🤖 AI Summary
Existing pruning methods for large language models (LLMs) typically treat layer redundancy as an intrinsic property of pre-trained models, overlooking the critical influence of the evaluation objective on redundancy assessment. This work proposes a functional perspective, arguing that redundancy should be jointly determined by the model and the calibration objective. To investigate this, the authors construct a comprehensive experimental framework encompassing three LLM architectures, two types of calibration objectives, and seven search algorithms. Their findings reveal that different calibration objectives—such as perplexity versus downstream task accuracy—yield substantially different rankings of redundant layers, whereas under a fixed objective, diverse search algorithms produce highly consistent results.

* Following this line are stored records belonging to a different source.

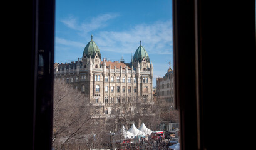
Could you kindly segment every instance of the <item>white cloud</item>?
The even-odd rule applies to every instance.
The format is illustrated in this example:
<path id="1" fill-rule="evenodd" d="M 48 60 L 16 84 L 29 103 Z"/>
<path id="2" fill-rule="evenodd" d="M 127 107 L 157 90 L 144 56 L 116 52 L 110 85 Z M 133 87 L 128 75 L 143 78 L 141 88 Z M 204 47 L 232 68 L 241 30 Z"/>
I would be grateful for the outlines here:
<path id="1" fill-rule="evenodd" d="M 71 29 L 83 31 L 83 34 L 87 34 L 89 32 L 103 28 L 107 26 L 108 21 L 119 16 L 117 13 L 107 13 L 93 18 L 90 21 L 84 21 L 82 23 L 79 23 L 78 19 L 71 15 L 66 19 L 61 20 L 61 22 Z"/>
<path id="2" fill-rule="evenodd" d="M 55 38 L 55 43 L 57 44 L 65 45 L 78 48 L 84 48 L 85 47 L 85 45 L 83 43 L 72 41 L 70 40 L 67 40 L 58 37 Z"/>
<path id="3" fill-rule="evenodd" d="M 172 51 L 172 21 L 139 24 L 121 32 L 101 31 L 97 36 L 96 42 L 104 51 L 130 53 L 138 48 L 140 40 L 148 53 L 170 54 Z"/>
<path id="4" fill-rule="evenodd" d="M 149 54 L 171 54 L 172 53 L 172 20 L 156 21 L 152 24 L 140 24 L 121 31 L 106 31 L 108 21 L 119 16 L 116 13 L 99 15 L 90 21 L 79 23 L 73 16 L 61 20 L 67 27 L 79 31 L 80 36 L 88 36 L 89 32 L 95 33 L 94 39 L 100 49 L 122 54 L 130 54 L 142 46 Z M 82 43 L 56 39 L 57 43 L 74 46 L 85 46 Z M 87 42 L 86 42 L 87 43 Z"/>

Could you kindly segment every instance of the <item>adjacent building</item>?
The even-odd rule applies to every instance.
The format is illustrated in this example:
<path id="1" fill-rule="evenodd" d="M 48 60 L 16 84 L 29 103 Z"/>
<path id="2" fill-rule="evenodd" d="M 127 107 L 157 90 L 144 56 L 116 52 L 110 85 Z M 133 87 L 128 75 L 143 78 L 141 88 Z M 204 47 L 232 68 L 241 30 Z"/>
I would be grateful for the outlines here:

This demonstrates that the choice of calibration objective exerts a far greater impact on pruning outcomes than the selection of search algorithm.
📝 Abstract
Depth pruning improves the inference efficiency of large language models by removing Transformer blocks. Prior work has focused on importance criteria and search algorithms, often treating layer redundancy as an inherent structural property of pretrained networks. In contrast, we adopt a \emph{functional perspective}, where redundancy is jointly influenced by the model and the evaluation objective, suggesting that a universal ranking may not be sufficient. Through an empirical study across three LLM families, two calibration objectives, and seven search algorithms, we observe that different objectives yield qualitatively different redundant layers, and that perplexity and downstream accuracy rankings do not consistently align. Under a fixed objective, however, search algorithms tend to produce similar solutions. Overall, our results suggest that the calibration objective may play a more influential role than the choice of search algorithm, indicating that further attention to objective design could be beneficial.